Explicit Burgess-like subconvex bounds for $\mathrm{GL}_2 \times \mathrm{GL}_1$

TL;DR

This paper explicitly quantifies how the subconvex bounds for $L(1/2, \, \pi \otimes \chi)$ on $\, \mathrm{GL}_2 \times \mathrm{GL}_1$ depend polynomially on the fixed representation, refining previous results and exploring local test function choices.

Contribution

It provides explicit polynomial bounds in the conductor for the subconvexity problem on $\, \mathrm{GL}_2 \times \mathrm{GL}_1$, and investigates optimal local test functions.

Findings

Explicit polynomial dependence on the conductor $\, \mathbf{C}(\pi_{fin})$.

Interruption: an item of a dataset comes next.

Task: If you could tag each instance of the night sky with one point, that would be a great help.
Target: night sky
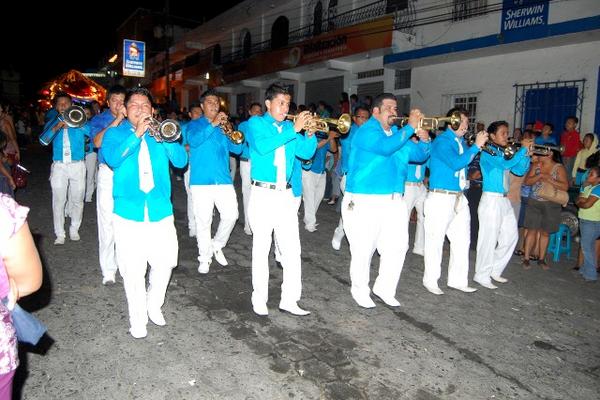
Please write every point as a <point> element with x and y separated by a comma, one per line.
<point>67,37</point>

Analysis of local test function choices at infinite places.

Potential improvements over Michel & Venkatesh's original test function.

Abstract

We make the polynomial dependence on the fixed representation $\pi$ in our previous subconvex bound of $L(1/2,\pi \otimes \chi)$ for $\mathrm{GL}_2 \times \mathrm{GL}_1$ explicit, especially with respect to the usual conductor $\mathbf{C}(\pi_{\mathrm{fin}})$. There is no clue that the original choice, due to Michel & Venkatesh, of the test function at the infinite places should be the optimal one. Hence we also investigate a possible variant of such local choices in some special situations.